= Maya Chowdhry =

Maya Chowdhry (born 1964) is a British playwright, poet and transmedia interactive artist.

==Life==
Maya Chowdhry was born in Edinburgh in 1964. She began writing as an adolescent:

I began writing to stay above water; I wrote to survive teenage years: crushes, exams, obsessional cooking – my poetry was a life-line. When my poetry was published I was asked to read at the launch – to perform my life. It slipped easily off the tongue: I had had years of performing answers to society's questions about my identities; I had written about the questions, searching for my true identity. Readings became performances, multi-media shows, commissions. Suddenly my identity was captured, fractured, sliced and served to audiences and I was a 'live' challenge to myself.

Chowdhry worked for Sheffield Film Co-op in the 1980s, and wrote theatre for young people in the 1990s. Like other black women playwrights such as Jackie Kay and Jacqueline Rudet, Chowdhry was helped by the appointment of the black woman producer Frances-Anne Solomon to BBC Radio 4.

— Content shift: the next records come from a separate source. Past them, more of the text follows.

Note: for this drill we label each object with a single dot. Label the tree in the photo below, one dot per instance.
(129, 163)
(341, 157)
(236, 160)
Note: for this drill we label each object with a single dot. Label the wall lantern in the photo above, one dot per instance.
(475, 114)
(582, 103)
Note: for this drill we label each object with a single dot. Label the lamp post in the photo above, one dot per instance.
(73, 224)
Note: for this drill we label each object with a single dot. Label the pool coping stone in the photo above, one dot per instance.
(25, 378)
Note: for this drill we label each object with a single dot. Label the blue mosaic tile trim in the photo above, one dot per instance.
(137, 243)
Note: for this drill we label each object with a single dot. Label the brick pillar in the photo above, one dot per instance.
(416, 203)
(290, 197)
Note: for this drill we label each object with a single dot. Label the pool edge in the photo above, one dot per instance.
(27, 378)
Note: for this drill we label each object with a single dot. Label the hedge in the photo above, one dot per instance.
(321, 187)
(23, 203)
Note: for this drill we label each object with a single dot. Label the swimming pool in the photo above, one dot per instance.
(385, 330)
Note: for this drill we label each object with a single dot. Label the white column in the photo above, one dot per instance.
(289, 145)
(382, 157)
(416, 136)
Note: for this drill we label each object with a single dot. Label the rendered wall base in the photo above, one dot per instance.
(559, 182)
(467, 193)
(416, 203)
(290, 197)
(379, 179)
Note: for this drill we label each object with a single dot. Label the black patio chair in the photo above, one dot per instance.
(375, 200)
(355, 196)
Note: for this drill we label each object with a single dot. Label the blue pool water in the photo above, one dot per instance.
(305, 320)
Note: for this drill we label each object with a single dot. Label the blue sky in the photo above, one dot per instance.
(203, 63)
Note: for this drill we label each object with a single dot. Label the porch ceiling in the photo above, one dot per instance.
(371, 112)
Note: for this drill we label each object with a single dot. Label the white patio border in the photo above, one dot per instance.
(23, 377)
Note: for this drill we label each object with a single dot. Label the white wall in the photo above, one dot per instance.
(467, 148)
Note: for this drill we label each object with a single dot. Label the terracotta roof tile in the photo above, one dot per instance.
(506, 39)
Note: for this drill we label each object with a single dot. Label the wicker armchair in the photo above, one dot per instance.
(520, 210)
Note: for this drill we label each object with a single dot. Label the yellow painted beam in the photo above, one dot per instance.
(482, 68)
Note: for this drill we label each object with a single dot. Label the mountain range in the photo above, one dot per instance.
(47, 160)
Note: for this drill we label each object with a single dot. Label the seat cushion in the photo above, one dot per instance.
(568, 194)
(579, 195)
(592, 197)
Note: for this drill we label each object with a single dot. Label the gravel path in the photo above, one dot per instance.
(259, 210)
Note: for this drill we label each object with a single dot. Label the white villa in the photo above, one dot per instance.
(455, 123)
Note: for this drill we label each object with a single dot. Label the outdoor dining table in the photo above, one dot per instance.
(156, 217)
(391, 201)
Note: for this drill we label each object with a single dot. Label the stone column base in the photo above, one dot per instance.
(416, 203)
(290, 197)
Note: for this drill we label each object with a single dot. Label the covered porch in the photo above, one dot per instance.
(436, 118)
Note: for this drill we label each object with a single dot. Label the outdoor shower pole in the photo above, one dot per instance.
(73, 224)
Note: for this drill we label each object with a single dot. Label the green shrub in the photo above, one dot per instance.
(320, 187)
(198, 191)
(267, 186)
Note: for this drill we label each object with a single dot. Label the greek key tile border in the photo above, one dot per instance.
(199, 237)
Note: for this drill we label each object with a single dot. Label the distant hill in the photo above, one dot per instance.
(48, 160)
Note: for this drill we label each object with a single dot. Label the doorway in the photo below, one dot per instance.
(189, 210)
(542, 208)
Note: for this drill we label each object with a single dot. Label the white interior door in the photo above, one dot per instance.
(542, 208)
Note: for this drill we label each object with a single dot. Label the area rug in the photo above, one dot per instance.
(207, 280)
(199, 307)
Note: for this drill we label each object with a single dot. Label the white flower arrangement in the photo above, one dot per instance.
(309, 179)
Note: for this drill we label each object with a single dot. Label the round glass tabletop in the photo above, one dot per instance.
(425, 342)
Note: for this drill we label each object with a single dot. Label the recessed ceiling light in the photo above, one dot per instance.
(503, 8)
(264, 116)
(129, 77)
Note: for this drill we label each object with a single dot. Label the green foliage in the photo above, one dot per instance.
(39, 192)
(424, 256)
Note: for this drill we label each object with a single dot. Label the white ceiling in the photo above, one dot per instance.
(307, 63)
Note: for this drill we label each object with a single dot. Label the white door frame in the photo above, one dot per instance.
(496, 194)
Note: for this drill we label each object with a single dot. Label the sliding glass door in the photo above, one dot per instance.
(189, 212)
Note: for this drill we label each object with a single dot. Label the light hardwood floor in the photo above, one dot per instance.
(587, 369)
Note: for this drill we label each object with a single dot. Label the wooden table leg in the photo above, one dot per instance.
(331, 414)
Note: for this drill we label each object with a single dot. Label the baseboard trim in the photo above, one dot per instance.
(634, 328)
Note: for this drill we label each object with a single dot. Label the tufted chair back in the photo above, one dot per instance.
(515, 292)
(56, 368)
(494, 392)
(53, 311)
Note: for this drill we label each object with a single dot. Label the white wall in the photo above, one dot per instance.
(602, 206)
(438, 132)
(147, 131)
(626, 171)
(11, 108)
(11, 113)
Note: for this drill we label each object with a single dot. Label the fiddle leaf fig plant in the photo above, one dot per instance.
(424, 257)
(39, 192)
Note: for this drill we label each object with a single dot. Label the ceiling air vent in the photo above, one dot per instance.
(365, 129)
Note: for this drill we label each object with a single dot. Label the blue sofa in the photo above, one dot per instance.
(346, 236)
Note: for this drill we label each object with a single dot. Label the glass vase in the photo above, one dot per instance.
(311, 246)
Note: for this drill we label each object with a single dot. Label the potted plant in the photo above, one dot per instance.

Chowdhry's first play, Monsoon (1993), was broadcast as part of the BBC Young Playwrights' Festival. Monsoon portrays the return of sisters Jalaarnava and Kavitaa, two second-generation migrant young women, to their parents' birthplace in India. The play parallels the experience of menstruation with waiting for the seasonal monsoon. Chowdhry's play Kaahini (1997) was toured by Red Ladder, as one of a series of plays aimed primarily at Asian-British girls. Influenced by the story of Shikhandi in the Mahabharata, the play dramatizes a gender reversal narrative: a British Indian teenage girl, Esha, is brought up by her parents as a boy. After a close friend Farooq falls in love with Esha, she reveals herself to him as a girl and is forced to work through her gender identity.

In 2000 Chowdhry moved into digital work, and received an Arts Council Year of the Artist Award for her digital work destinyNation.

In 2015 Chowdhry collaborated with poet Sarah Hymas on "poetic sculptures" exploring the fragility of life and anthropogenic climate change.

In April 2020 Chowdhry was awarded a COVID-19 Creative Commission from Greater Manchester Combined Authority.

==Works==

===Plays===
- (with Jag Rahi Hai) Putting in the Pickle Where the Jam Should Be, Write Back, 1989.
- Monsoon. In Monsoon: Six Plays By Black & Asian Women, Aurora Metro Press, 1993.
- The Crossing Path. In New Plays for Young People, Faber and Faber, 2003.
- Kaahini. Edinburgh: Capercaillie, 2004.

===Other writing===
- Contributions in As Girls Could Boast: New Poetry by Women, 1994.
- "Living Performance". Journal of Lesbian Studies. Volume 2, 1998.
- 'Healing Strategies for Women at War', in Seven Black Women Poets, Crocus Press, 1999.
- "k/not theory; a self dialogue", Journal of Lesbian Studies. Volume 4, 2000.
- (ed. with Mary Sharratt) Bitch Lit. Manchester: Crocus, 2006.
- The seamstress and the global garment. Manchester : Crocus debuts/Suitcase, 2009.
- Fossil. Leeds, England: Peepal Tree, 2016.